Sunday, February 17, 2019 2:03 am by M. in ,    No comments
More Brontë-related recently published scholar articles:
The Revelation to Jane: Christianity and Apocalypse in Jane Eyre
Claudia McCarron
SIGMA TAU DELTA RECTANGLE
Journal of Creative Writing
Volume 94, 2019, pp. 153-160

In The Madwoman in the Attic, Sandra M. Gilbert and Susan Gubar write that while Jane Eyre employs “the mythic quest-plot” of John Bunyan’s Pilgrim’s Progress, it lacks that work’s “devout substance”. Not devout, perhaps, but deeply religious: while Charlotte Brontë appropriates biblical typology in a manner that was perplexing (and occasionally infuriating) to her conservative Anglican peers, her novel is still deeply informed by biblical tradition. The novel contains nearly two hundred direct biblical allusions and even more of its plot threads and imagery can be traced to biblical archetypes (Tkacz 3). Jane Eyre is a text as preoccupied with religious truth as it is freedom, feminism, and love, and Brontë’s biblical discourse intersects with these themes in eye-opening and potentially revolutionary ways.
EDIT: The Herald Mail talks about this essay:
McCarron’s paper examines the parallels between “Jane Eyre” and the Book of Revelation. The paper argues that “Jane Eyre” can be read as a female-centered reworking of the biblical book. McCarron said she wrote the paper for a Bible as Literature class in the fall of 2018.
“It actually began as a failure,” she said. “I was struggling to find a critical argument that I was excited to write about.”
Agnes Grey’s Search for Self-Identity in Agnes Grey by Anne Brontë
Yanti Rahayuningsih
Acuity, Journal of English Language, Pedagogy, Literature and Culture, vol. 4, no. 1, pp. 59-65, 1 (2019)

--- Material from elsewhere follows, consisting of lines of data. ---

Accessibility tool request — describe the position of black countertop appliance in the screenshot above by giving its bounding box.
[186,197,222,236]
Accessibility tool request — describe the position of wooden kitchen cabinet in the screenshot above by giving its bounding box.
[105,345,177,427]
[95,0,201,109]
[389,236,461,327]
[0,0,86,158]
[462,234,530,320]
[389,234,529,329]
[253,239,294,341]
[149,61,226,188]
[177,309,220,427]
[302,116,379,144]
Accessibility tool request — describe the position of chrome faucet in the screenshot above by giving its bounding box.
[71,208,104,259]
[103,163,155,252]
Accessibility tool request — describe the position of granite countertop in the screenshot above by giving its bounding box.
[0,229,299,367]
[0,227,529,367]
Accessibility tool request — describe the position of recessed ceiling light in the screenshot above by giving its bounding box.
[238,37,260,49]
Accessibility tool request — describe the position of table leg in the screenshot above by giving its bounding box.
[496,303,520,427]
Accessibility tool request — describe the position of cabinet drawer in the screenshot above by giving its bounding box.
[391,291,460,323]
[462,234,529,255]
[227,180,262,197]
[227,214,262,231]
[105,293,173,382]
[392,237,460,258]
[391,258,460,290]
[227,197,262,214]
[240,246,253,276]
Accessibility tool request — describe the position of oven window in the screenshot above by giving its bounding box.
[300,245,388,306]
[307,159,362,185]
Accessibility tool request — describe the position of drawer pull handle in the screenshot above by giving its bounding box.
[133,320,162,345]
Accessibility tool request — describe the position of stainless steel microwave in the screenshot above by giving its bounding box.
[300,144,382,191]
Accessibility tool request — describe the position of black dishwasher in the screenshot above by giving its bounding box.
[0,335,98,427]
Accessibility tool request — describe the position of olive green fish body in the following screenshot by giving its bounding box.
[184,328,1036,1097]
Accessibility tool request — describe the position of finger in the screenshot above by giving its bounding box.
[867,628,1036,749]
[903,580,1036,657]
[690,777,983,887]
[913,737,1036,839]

This study aims to reveal, identify and describe Agnes Grey's search for self-identity. Also, the writer of the thesis wants to show that the situations in Agnes Grey's adolescence period are the same as the real life of the author, Anne Brontë. The research method used is the psychology of literature. The results of the analysis indicated that by using theory from Erik H. Erikson, Agnes Grey found her true self in three stages.   
Pet Lamb and Clothed Hyena: Law as an Oppressive Force in Jane Eyre
Alexander Maine
The Student Journal of Professional Practice and Academic Research, Vol 1, No 1 (2019)

Writing in 1864, the literary critic Justin M’Carthy stated that ‘the greatest social difficulty in England today is the relationship between men and women.’ This came at a time of unprecedented social and legal change of the status of women in the 19th Century. A prominent novel of the time concerning such social difficulty is Charlotte Brontë’s Jane Eyre: An Autobiography which attempts to reflect these social difficulties as often resulting from law. As such, the novel may be used as a reflection of the condition of nineteenth century English law as an oppressive force against women. This force is one that enacts morality through legality, and has particular resonance in literature concerning social issues. Jane Eyre will be discussed as a novel that provides insights into women’s experiences in the mid-nineteenth century. Law is represented within the novel as an oppressive force that directly subjugates women, and as such the novel may be regarded as an early liberal feminist work that challenges the condition of law. This article will explore the link between good moral behaviour, and moral madness, the latter being perceived as a threat to the domestic and the law’s response to this threat. It will pick upon certain themes presented by Brontë, such as injustice towards women, wrongful confinement, insanity and adulterous immoral behaviour, to come to the conclusion that the novelist presented law as a method of constructing immorality and injustice, representing inequality and repression.